Le PQ vire à 180 degrés
Opportuniste comme à l’habitude lorsqu’il se trouve dans l’opposition, le PQ monte sur ses grands chevaux et déplore les risques disproportionnés par rapport aux faibles retombées du projet (http://www.newswire.ca/fr/story/1405432/forages-geotechniques-dans-le-saint-laurent-il-est-temps-que-le-ministre-heurtel-arrete-de-proteger-l-agenda-de-transcanada-et-applique-convenablement). Pourtant il n’y a pas si, longtemps, le PQ alors au pouvoir a accepté et défendu les projets de TransCanada (http://www.ledevoir.com/environnement/actualites-sur-l-environnement/371677/le-pq-et-le-grand-projet-canadien-le-petrole). Pauline Marois avait alors rencontré son homologie du Nouveau-Brunswick pour concerter les efforts des deux provinces pour concrétiser le projet d’oléoduc. Québec et l’Alberta avaient formé un comité conjoint 3 mois auparavant dans le même but. Elle vantait le potentiel d’Anticosti et de la Gaspésie. Le Québec allait devenir un pays pétrolier ! Et à titre de parti prétendument souverainiste, elle a rendu les armes devant l’offensive d’Ottawa pour cour-circuiter le BAPE et reconnaitre l’autorité de l’Office national de l’énergie, seule apte à approuver ce type de projets.
Conscients de leurs intérêts
L’industrie des énergies fossiles n’est pas une entité abstraite. Il s’agit d’hommes et (quelques fois) de femmes qui sont animéEs par l’appétit du profit. Il s’agit là de leur seul objectif : satisfaire leurs actionnaires et obtenir le rendement escompté le plus rapidement possible. Comme il s’agit d’une industrie qui possède un long vécu historique, ses dirigeantes ont hérité de nombreuses expériences tirées d’événements passés, de réseaux de contacts (banquiers, lobbyistes, politicienNEs, journalistes, universitaires, etc.) qui leur permettent de mener campagne lorsqu’il s’agit de faire passer un message conformément à leurs intérêts. Et comme l’industrie du tabac par le passé, elle sait jeter le doute, acheter du temps, séduire pour s’assurer de la complicité des élites, émettre des messages pour justifier leurs activités, quitte à « organiser » la vérité. À ce titre, la lecture du livre de Timothy Mitchell « Carbon democracy » (La Découverte, 2013, 332 p.) est particulièrement éclairante. C’est pourquoi penser convaincre ces gens de la justesse des revendications du mouvement écologiste et de la lutte contre les changements climatiques équivaut à convaincre le carnivore des bienfaits de la salade.
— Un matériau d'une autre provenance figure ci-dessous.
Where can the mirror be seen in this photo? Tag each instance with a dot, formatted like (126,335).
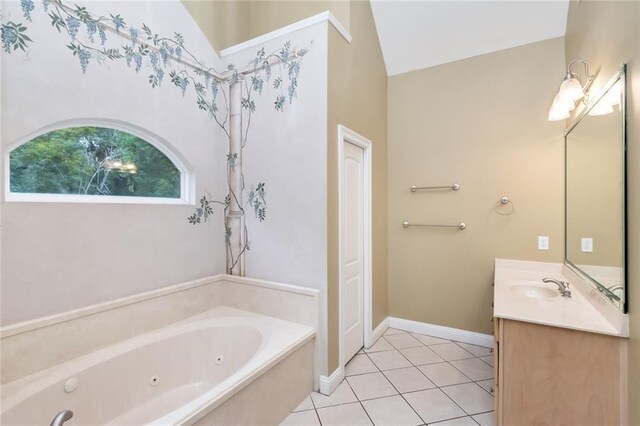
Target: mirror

Mise à jour de fin de journée du 23 septembre : Un camouflet pour le gouvernement Couillard
La juge Claudine Roy s’est rendu aux arguments des groupes écologistes cet après-midi aprs avoir constaté le laxisme du ministre de l’environnement David Heurtel et l’absence d’expertise des ministères québécois sur la question. C’est une victoire importante bien que fragile pour la lutte aux pipelines. L’injonction interlocutoire est valide jusqu’au 15 octobre, soit la haute période d’occupation du territoire par les bélugas. Un débat sur une injonction permanente devra avoir lieu dans les prochaines semaines (mois ?). D’ici là, les audiences de l’Office nationale de l’énergie et du BAPE auront lieu, ce qui repousse la menace pour les bélugas à l’année prochaine. Pour ce qui est du mouvement opposé aux énergies fossiles, les échéances seront beaucoup plus serrées. L’industrie aura l’occasion de rebâtir son argumentaire avec l’aide de ses complices siégeant dans les parlements de ce pays. Les mobilisations n’en seront que plus importantes.